The solution seemed to be a jacket pattern. Sandi at Fabric of Vision was wearing a lovely jacket a week or six ago, made from the Sewing Workshop San Diego Jacket pattern--pattern picture above. I decided that I wanted to master that pattern, and realized almost immediately that the first try, the wearable muslin, would work beautifully as a cooking coat as well as a jacket. Roomy jacket, high collar, what more could I want? I had a big hunk of chocolate-brown cotton twill hanging around unemployed, so that was drafted. I didn't preshrink. Bad Martha.
I traced the pattern onto Swedish tracing paper, without alterations--I just traced the largest size. I would normally have checked and altered the hip circumference, but decided that if the pattern doesn't work over my hips, I'd just add a gusset or somesuch thing this time and do that alteration the second time around, probably along with tracing a smaller size for the shoulders. It would have been sensible to make the first cut at these alterations the first time, but, well, I'm lazy and exact fit isn't all that critical for cooking.
The jacket is finished, and I'm happy with it. I'm wearing it as I lounge on the couch, trying it out for comfort. (OK, and then I took it off for photos, complete with the wrinkles resulting from the lounging.)
Random comments on the pattern:
- The largest size had enough room for my alarmingly large hips--though not an excess of room. No gusset needed.
- The assembly was not remotely intuitive, but the pattern instructions and pictures took care of that just fine.
- The sleeves go in on the flat, but more easing was required than I'm used to for in-the-flat sleeve installation.
- The armholes hang well beyond my shoulder, not surprisingly given my choice to use the largest size. But the sleeve is flat enough and roomy enough that it's perfectly comfortable that way; there's none of that armhole-in-the-wrong-place constriction. I should alter to a smaller size at the shoulders, but for appearance, not comfort.
- The seam between the odd facing/collar piece and the back of the back neck required a lot of easing. The pattern warns you to reinforce and to clip, but I had to clip and strain the short piece to within an inch of its life, and still ended up making a quarter-inch fold in the long piece at the back of the neck, to make half an inch go away. If I'd altered the pattern I would have assumed that I made a mistake, but I didn't alter. This is probably partly the un-stretchy twill and partly my limited skill; I'm hoping that in, say, a nice soft wool these pieces would ease together just fine.
- I'm not sure if the button loops are worth the trouble. Of course, I didn't go to the full trouble - you're supposed to make a strip from the main fabric and fold it for loops; I used a piece of nicely gaudy ribbon instead.
- It's really comfy. I can imagine making a few in that nice soft wool, lightweight for sweater-like warmth without the Stay Puft Marshmallow feeling of wearing a woolly sweater.
- It covers a shirt and heavy sweater, and has a wonderfully high collar, so it will do the job of protecting my clothes against frying poultry.

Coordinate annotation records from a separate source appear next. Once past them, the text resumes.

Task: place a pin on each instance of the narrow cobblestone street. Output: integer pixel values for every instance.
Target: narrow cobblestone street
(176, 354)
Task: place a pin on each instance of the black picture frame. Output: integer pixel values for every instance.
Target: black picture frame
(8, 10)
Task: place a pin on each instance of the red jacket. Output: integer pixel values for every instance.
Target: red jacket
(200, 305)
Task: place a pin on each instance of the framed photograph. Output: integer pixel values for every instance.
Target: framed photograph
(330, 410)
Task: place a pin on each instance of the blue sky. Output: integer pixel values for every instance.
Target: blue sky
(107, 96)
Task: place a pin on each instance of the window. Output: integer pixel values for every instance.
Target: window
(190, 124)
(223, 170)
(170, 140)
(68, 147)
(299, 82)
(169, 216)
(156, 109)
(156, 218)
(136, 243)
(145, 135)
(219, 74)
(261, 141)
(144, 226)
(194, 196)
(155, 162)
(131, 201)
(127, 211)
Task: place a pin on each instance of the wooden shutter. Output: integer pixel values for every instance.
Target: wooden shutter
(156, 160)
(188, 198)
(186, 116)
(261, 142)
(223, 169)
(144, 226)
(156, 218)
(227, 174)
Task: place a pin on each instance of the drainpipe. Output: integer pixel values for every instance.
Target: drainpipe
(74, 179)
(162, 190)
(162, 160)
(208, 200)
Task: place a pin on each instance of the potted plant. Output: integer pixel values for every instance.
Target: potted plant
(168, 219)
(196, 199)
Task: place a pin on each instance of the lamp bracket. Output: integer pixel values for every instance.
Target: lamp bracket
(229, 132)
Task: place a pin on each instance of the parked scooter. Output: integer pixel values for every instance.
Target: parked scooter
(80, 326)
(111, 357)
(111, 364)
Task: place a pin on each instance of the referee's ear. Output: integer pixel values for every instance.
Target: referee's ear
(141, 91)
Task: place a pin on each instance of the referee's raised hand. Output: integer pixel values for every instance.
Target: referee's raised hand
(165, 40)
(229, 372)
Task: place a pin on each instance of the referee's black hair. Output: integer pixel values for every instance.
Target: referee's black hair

- The pattern doesn't call for topstitching. I topstitched it to death because I don't want to press a cooking jacket - I want the seams to lie where they belong right out of the dryer. I still want that topstitching for a street version, but my topstitching technique is lousy and I still don't have an edgestitching foot, so it's a thicket.
- The pattern doesn't call for interfacing. I find myself thinking that the collar/facing piece needs some, especially if I make the jacket out of a lightish fabric.

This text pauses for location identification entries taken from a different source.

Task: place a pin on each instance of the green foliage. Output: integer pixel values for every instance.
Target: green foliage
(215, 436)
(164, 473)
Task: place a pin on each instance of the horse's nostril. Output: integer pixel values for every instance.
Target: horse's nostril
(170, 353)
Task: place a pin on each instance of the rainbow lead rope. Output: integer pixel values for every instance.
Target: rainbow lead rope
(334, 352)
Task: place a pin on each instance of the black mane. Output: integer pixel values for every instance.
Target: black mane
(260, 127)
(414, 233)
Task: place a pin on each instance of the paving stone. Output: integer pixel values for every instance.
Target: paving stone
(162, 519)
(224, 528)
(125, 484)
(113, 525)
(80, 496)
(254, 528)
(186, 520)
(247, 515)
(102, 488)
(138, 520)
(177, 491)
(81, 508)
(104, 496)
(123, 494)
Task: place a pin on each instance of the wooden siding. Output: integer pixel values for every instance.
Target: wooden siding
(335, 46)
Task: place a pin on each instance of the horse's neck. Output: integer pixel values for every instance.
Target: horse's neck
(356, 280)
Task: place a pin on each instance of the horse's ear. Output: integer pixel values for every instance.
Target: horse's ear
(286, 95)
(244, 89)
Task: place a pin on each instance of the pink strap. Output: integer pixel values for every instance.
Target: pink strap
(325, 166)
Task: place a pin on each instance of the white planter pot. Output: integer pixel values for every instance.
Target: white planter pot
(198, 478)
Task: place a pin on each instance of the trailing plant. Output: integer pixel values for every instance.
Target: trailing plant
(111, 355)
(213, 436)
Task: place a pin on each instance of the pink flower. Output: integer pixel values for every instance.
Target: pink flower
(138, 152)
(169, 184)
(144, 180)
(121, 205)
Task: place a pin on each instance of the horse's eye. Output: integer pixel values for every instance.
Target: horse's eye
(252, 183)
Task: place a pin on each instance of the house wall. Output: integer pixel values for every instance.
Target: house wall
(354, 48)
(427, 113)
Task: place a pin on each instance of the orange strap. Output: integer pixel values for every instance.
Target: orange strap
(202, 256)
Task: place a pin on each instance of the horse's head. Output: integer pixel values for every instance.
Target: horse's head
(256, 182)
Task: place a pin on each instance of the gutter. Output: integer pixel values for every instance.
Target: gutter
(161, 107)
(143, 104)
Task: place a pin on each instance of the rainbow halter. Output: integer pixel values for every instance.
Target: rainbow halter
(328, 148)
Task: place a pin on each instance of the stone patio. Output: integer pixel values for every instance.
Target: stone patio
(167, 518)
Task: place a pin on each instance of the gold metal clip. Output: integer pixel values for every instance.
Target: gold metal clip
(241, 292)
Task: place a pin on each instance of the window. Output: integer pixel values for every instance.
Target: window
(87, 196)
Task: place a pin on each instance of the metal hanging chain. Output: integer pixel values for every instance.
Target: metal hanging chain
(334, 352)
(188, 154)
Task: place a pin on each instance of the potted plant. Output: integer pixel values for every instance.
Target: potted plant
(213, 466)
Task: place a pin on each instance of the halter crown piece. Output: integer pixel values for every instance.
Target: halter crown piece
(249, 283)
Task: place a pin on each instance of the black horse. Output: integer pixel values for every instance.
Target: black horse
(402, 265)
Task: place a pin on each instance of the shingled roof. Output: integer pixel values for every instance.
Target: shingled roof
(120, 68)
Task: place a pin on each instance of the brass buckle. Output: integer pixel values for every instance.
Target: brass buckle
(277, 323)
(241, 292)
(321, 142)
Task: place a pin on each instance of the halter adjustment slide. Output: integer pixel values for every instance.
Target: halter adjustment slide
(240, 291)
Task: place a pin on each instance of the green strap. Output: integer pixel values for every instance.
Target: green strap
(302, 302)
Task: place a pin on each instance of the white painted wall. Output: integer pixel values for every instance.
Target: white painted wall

- The lines of the jacket are too simple for a simple featureless fabric like the twill. No problem for the cooking coat, but I'll need to keep this in mind.

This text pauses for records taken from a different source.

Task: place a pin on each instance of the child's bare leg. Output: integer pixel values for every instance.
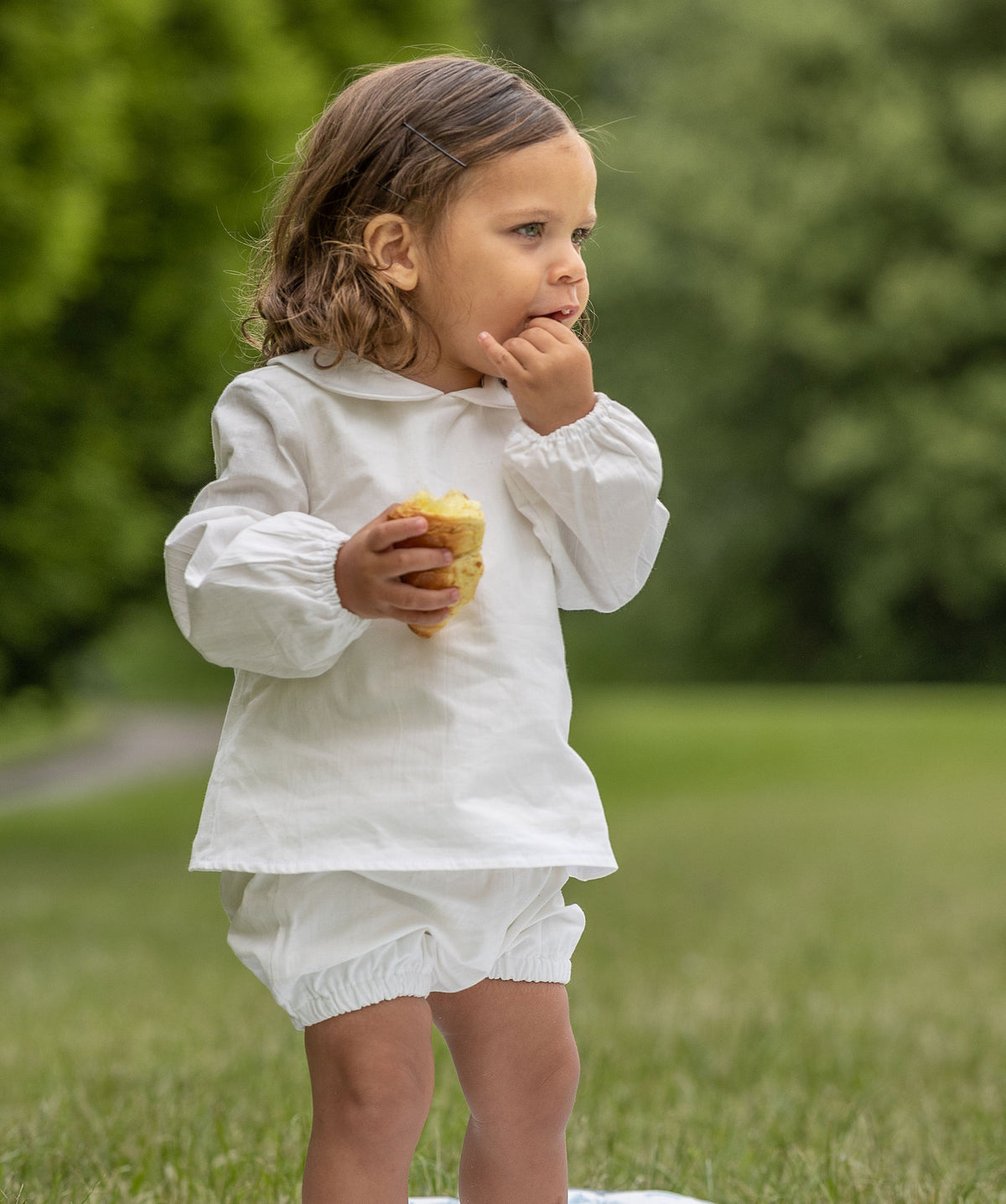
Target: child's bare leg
(371, 1084)
(517, 1065)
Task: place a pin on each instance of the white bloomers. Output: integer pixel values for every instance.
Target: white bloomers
(330, 943)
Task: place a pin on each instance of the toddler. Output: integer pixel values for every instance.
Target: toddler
(394, 817)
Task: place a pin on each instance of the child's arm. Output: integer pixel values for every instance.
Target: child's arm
(547, 371)
(256, 580)
(582, 469)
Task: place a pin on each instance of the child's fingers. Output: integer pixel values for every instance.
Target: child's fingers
(384, 532)
(498, 355)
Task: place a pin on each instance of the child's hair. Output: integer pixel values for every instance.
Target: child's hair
(397, 140)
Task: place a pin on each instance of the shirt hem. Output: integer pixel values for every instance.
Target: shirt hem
(580, 867)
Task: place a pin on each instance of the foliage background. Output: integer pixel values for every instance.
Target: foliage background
(799, 279)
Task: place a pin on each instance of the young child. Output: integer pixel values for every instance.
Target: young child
(395, 817)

- Wow, this thing is comfy.
Like the colour, like the cut! I was once a bridesmaid in a similar shade - I'd call it crushed raspberry, maybe. Very well done! I can't sew for toffee, but have been doing a lot of knitting lately.
ReplyDeleteThanks very much! I've worn it three times now, and it's serving beautifully for the cooking purpose - plus, it's so comfortable that I forget to take it off when eating dinner. I should really sew more at-home clothes; they're satisfying and lack the "do I look silly?" worry.
ReplyDeleteI'm so gosh darned impressed! I love the collar and the fastenings, and it certainly looks very professional.
ReplyDeleteHey, Natalie! Thank you! (And apologies for my being such a comment slacker.) Professional? Woohoo!